Rock bottom interest rates are working their magic as real estate sales leap up to record levels. Was that the shortest correction ever? Even as unemployment levels creep up, house sales are brisk and prices are rising, leading some to believe we’re in a housing bubble. Scotia Capitol is the latest to use the ‘B’ word in public:
“Is Canada in a housing bubble? Probably, but low rates, mortgage innovation and a relative shortage of new supply are likely to keep it going for a while yet,” Scotia Capital analysts wrote in a report.
And as CREA economist Gregory Klump points out, when it comes to people losing their jobs it’s more of a glass-half-full scenario:
“If we have 10-per cent-unemployment, that means 90 per cent of people are employed,” he said. “People are re-entering the market – they have the confidence to take advantage of bargain-basement prices. There’s been a release of pent-up demand, and that has a long time to play out. Prices have gone as low as they are going to go.”

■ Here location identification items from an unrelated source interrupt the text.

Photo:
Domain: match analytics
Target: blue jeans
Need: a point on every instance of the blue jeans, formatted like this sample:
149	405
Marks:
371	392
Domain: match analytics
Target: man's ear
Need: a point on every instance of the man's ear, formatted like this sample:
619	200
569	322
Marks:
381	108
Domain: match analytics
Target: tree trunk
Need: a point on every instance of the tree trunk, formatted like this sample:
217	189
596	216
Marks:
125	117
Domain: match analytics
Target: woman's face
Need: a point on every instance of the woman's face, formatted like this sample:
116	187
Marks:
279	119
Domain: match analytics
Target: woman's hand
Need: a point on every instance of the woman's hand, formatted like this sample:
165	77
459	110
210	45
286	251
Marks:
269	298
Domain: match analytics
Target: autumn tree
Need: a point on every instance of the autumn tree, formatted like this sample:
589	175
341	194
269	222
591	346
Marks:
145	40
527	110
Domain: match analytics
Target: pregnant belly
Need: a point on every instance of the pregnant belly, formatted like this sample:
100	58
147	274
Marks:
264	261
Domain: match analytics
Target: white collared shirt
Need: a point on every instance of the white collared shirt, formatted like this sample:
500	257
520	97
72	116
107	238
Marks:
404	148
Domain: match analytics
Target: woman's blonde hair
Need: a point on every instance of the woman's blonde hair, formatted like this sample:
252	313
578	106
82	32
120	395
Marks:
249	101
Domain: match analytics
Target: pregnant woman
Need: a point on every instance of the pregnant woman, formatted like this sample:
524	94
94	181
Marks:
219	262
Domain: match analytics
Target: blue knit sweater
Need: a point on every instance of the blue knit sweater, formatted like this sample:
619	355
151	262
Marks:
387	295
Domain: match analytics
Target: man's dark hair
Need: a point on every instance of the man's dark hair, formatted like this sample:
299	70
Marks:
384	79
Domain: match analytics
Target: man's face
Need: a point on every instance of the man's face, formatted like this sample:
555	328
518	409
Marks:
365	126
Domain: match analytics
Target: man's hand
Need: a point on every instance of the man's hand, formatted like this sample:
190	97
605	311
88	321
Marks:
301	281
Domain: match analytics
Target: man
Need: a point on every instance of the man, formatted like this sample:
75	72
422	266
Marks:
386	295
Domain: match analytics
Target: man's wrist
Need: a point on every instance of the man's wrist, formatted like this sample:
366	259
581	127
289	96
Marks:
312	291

Whatever is in that glass, it’s working. Sales in BC hit record levels in October. And every real estate sales organization and mortgage broker seems to think that it should pretty much carry on indefinitely, and this enthusiasm seems to have been absorbed by the population in general:
According to the CAAMP report, Canadians are increasingly confident that the value of their homes is rising and optimistic about their local housing markets. It also said that the Canadian mortgage market is rebounding and will surpass the $1 trillion mark in 2010.
Scotia Capitol economist Derek Holt points out the obvious when it comes to record low interest rates:
Mr. Holt expects the average mortgage to creep toward 5 per cent within three years, which could mean hundreds of dollars more a month for the average mortgage holder.
For example, a five-year variable rate mortgage at 2.25 per cent on $300,000 would carry a monthly payment of about $1,300, assuming a 25-year amortization period. A move to 5 per cent would boost the payment to $1,750.
“I think that causes a slight pullback on prices,” he said. “Right now, you have conditions that only come around once in a century and it can’t stay that way forever.”
But it’s not like Canadians aren’t used to dealing with heavy debt loads, and we have a distinctly Canadian way of dealing with debt-based money problems: more debt.